Hacker News new | ask | show | jobs
by tyingq 1 day ago
It will absolutely cause some non-trivial number of customers to shift their configs away from Anthropic.
3 comments

It's worthwhile to remember that this is only true of Mythos/Fable and other future models of "similar or higher capability levels" (ant is treating this as a new tier of model above Opus). Anyone who's already been happy using Haiku/Sonnet/Opus on Bedrock will not be affected by this at all.
Yes and no. Anthropic controls what is determined to be "similar or higher" and when models are deprecated. Will sonnet 4.7 be "too powerful"? Because once it's released. 4.6's days are numbered.

This created a huge future risk for our org and we're already scheduling meetings over it. Regulated industry, we can't lose control over our data governance or residency controls, let alone the lack of visible audit trails that could reveal customer or PII.

Just an absolute bomb of a release

So basically all models going forward?

I don't think anyone currently thinks the Haiku/Sonnet/Opus models are "good enough" such that they would not want improvements. Users may be cost conscious, but almost every task could be done better.

>Anyone who's already been happy using Haiku/Sonnet/Opus on Bedrock will not be affected by this at all

It is still adding operational overhead because we now need to vet all models and deny access to any retaining data

Previously it was "use and experiment with anything Bedrock offers--the data stays in AWS so we are not concerned"

+1 to other commenters here. * They forced Bedrock for instance to change the existing settings for ZDR / ZOA. It used to be enough to have a default. Now we must set to 'none' and pray it does what it says. * And then there is that BS about "contact your account manager, we will decide account/model retention and sharing individually" Just this creates so much uncertainty that Bedrock has become "glowing in the dark". * We have already moved everything to Gemini on Vertex.

PS: this is what you should see as an error from Bedrock.
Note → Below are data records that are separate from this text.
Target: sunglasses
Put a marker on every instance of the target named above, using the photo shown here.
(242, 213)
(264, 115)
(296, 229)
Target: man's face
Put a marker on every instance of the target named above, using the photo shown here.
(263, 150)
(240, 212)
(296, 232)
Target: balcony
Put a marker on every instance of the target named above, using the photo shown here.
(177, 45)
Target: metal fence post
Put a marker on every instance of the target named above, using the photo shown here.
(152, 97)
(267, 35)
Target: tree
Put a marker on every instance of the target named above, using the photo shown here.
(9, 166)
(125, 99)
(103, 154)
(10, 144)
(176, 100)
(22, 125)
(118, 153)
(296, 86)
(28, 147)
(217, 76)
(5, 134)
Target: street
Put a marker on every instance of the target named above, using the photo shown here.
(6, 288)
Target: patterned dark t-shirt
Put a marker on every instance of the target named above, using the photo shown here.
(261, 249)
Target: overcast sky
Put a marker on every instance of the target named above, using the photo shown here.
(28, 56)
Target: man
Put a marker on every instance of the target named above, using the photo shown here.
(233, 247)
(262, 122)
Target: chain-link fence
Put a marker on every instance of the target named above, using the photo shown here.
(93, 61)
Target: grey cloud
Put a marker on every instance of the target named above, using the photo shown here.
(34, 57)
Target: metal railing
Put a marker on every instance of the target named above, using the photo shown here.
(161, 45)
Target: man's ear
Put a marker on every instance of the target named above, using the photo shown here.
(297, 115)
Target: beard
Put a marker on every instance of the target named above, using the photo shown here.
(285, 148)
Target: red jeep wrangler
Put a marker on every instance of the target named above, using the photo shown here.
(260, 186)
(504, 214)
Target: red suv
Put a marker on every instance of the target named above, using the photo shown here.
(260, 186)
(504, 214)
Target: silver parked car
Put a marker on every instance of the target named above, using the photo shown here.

Anything else is not enough today: "AWS Bedrock Error: An error occurred (ValidationException) when calling the ConverseStream operation: The model returned the following errors: data retention mode 'none' is not available for this model"

Which will work for the several weeks it takes for the other commercial providers to follow suit.

The tides are turning. AI companies are IPO'ing. They've gotten where they are by selling $5 bills for $1, to update the old VC adage. I think we can look forward to them rewriting the contracts, both literal and social, on AI going forward to capture a lot more of the value. Or, to put it in more HN-friendly terms, it may not be immediately obvious on a casual viewing, but you're looking at the beginning of the enshittification process hitting AI. The term is a bit deceptive in some sense, because it's not like anyone ever sets out with a terminal goal of making something shitty. It's downstream of trying to capture more value in the customer/vendor relationship by not giving the customer any more value than is barely necessary.

How's coding with qwen doing? The only thing that's going to stop the AI providers from extracting all the value until it's just barely worth using is the free competition.

Bedrock supports many models. Open weights models aren't far behind, maybe a year, 18 months.

Given they could have done this with data residency rules being respected and chose not to suggests all I need to know - this is for Anthropics IPO, not for user safety

>Open weights models aren't far behind, maybe a year, 18 months.

No, open weights are always a year behind +. By the time that year passes Anthropic/OpenAI/Google will have some new model that is ahead of the open models by a year.

Looking at computer security for the last 30 years, no one gives a fuck about user safety. Companies care about profits, and individuals don't care enough for strong laws.

We'll be back here in another year on HN talking about why we should give our retina sample and blood to Anthropic to use the model with a ton of people doing it. It's just the way humans are.

Surely some provider will see the then open opportunity and offer something to capture it.
You’re underestimating how much companies are willing to bend over backwards if they can “get ahead with a god model” compared to their competitors.
No, I'm not. Yes, those companies exist. And, so do many companies on the other end. Where they bend over backwards to ensure their data only lands in places where they have the exact contractual language they want. Any stodgy F500 typically falls in that category. They would not likely be using Anthropic through the AWS "bridge" in the first place if they were chasing latest/greatest.